Uno de los pocos autores que pueden permitirse no salir incólumes de su acto de inscritura, cuyo anacronismo deviene consistente en ese mismo andarivel en que se arroga la prerrogativa de emitir conclusiones inmensas. Pero cuál es la gracia, como diría Westphalen. Cómo se mide la consistencia de la gracia. Jacobo Fijman alucinaba perfumes y tocaba el violín (como el Douanier Rousseau, que componía canciones para sus amigos en fiestas en que se gastaba todo el dinero por agasajarlos). Juan L. Ortiz, que dialogaba con el río, declaró en una entrevista que en el pelo de los gatos hay una sustancia detectada en la estrella Mira. Macedonio Fernández se calentaba en invierno con un fósforo a la altura del ombligo y dijo sentirse, en tanto porteño, un pez del aire. Eguren practicó con un dedal la fotografía arcaica, diminuta y sin negativo, y cultivó su devoción a la diosa ambarina (luego entrevista por Westphalen). Xul Solar, según cuenta Pettoruti, ante una pregunta retorcidamente teórica por parte de una posible compradora de sus pinturas y para espanto de la afortunada, habría contestado: “Yo no sabo”.
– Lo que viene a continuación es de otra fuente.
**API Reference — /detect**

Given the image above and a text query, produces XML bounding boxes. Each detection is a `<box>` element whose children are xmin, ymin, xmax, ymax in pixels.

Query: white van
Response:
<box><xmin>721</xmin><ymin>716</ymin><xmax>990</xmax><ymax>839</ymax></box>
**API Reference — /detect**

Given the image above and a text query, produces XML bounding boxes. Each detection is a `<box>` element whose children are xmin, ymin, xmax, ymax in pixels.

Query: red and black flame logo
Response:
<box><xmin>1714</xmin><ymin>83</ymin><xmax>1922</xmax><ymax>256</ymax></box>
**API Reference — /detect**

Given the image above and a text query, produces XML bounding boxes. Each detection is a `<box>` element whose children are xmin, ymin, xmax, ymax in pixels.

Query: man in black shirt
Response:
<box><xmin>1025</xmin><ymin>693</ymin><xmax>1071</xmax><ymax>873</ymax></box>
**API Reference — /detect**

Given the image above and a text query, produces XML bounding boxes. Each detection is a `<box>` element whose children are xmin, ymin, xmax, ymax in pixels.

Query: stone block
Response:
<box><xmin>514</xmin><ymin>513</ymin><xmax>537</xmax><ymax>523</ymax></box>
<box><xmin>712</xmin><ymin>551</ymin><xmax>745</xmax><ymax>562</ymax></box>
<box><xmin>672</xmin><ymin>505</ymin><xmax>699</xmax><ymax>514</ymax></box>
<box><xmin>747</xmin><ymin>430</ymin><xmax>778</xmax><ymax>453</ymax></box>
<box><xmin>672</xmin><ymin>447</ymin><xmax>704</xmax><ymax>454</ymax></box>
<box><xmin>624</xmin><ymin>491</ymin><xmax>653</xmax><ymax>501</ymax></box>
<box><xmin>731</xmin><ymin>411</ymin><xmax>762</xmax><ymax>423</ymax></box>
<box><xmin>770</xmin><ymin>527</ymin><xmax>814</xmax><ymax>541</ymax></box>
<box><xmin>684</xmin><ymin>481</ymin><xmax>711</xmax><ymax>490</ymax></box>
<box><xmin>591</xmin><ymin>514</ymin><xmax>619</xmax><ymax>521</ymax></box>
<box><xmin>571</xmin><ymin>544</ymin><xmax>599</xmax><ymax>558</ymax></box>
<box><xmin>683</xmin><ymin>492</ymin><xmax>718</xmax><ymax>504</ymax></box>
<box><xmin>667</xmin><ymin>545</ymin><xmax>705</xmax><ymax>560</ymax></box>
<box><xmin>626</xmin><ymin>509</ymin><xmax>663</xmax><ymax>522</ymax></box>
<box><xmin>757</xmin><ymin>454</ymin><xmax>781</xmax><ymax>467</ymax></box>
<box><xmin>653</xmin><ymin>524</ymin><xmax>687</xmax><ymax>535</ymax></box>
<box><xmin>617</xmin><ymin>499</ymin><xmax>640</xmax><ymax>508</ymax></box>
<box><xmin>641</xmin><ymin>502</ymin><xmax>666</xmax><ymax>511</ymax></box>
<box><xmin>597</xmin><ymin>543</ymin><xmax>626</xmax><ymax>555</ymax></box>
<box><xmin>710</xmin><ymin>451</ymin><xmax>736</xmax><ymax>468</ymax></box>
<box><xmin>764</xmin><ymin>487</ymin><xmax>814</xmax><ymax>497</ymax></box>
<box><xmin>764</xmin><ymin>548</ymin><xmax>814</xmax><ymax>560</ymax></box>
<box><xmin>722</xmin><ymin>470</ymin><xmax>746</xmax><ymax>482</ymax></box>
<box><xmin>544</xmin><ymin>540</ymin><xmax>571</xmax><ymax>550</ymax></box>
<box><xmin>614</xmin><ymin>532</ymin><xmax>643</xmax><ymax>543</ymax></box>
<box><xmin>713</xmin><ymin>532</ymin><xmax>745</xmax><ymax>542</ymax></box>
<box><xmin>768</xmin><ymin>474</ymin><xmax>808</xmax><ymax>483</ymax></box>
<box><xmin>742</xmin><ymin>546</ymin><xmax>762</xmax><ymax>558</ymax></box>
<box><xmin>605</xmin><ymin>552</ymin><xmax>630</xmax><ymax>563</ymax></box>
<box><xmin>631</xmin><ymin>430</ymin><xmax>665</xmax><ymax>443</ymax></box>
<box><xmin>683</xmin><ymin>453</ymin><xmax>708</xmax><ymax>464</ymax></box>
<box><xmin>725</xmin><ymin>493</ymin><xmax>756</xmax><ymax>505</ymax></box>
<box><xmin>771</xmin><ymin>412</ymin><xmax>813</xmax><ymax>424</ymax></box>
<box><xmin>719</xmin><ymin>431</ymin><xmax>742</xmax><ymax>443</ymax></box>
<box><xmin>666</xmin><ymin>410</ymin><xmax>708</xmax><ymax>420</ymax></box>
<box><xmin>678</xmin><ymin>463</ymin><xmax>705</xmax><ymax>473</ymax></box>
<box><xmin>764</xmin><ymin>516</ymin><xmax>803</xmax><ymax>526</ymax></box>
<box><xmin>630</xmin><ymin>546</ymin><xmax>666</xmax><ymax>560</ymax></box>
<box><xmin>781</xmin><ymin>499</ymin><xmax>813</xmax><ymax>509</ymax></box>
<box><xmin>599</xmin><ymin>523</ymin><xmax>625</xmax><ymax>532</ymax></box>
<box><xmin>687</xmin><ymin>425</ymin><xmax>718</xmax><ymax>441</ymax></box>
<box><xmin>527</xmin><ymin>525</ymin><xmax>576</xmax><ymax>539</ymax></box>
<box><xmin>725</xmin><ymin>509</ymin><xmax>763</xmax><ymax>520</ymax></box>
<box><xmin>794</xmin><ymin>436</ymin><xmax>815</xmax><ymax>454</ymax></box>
¿Y El Ángel Enrique, en cuál estante del real? ¿Inconcluye, aunque asevere, la décima tesis de su ensayo en torno al “Dios que no tiene otra función” que “conferirle sentido al mundo”?

 

El mundo es lenguaje y no se concibe un mundo sin lenguaje como tampoco se concibe a Dios sin mundo. Ese lenguaje de que está hecho el mundo no es otra cosa que el mismo hombre creado por Dios, como reflejo de sí, para enriquecer —a través de la producción tanto de valores como de signos— el mundo. Un mundo sin valores es impensable lo mismo en el terreno divino como en la cultura, aunque, al mismo tiempo, sólo podemos concebir al mundo (esto es, a la materia) como valor. El lenguaje que se concibe como valor es la verbalización de Dios y el Verbo de que habla San Juan no puede referirse sino a la verbalización del mundo, la génesis según la cual se bautiza (se nomina) las cosas precisamente porque las crea aunque la conciencia de Dios, que es el hombre, que se mueve en un espacio de libertad, las precisa como sentido, y este sentido es precisamente el mundo. Un mundo cuya génesis lo mismo que cuyo ser es, según San Juan, el propio Dios que no tiene otra función, y en eso consistió su acto de creación, en conferirle sentido al mundo.

 

Todavía antes, en la tsé-tsé #13 (octubre de 2003, con el lema de Luis Hernández: ni orden ni desorden), habían aparecido tres de sus poemas. El más extenso, transcripto abajo, en afinación conceptista podría llegar a retrotraer a su admirado, sin duda incorporado Juan Ojeda, pero es también registro sismográfico de esa pulsación emocionada, suero-de-la-verdad inoculado tal ejercicio de absorción en la consciencia, mientras la inconfundible respiración verasteguiana, avanzando siempre por expandidos periodos, ni tira ni afloja las riendas sinuosas de su rítmico alerta, surfea sin distinción de superficie los desfiladeros y los burladeros, recita en los purgatorios, devela, inserta pausas y hiatos, amplía la gran laguna, llaga de la evidencia que no se captura, abre la interrogante materializadora de los signos rehabitándolos, y con todo ello se autorretrata en este momento de su poética, con sincronía maestra, con el pregusto de la posteridad.

Y desnuda de sí misma la voz nos convoca y alcanza.

 

Reynaldo Jiménez



[1] Verástegui confirma: “en tsé-tsé publiqué mis ‘Diez Tesis sobre el Principio de Dios’, escrito a pedido de los jóvenes seminaristas de Cañete, lugar donde los ingenieros de Valle Grande como del Condoray me preguntaban intensamente sobre mi opinión de Dios” (“Jiménez: entre el peligro y el éxtasis”, diario Expreso, domingo 24 de julio de 2018).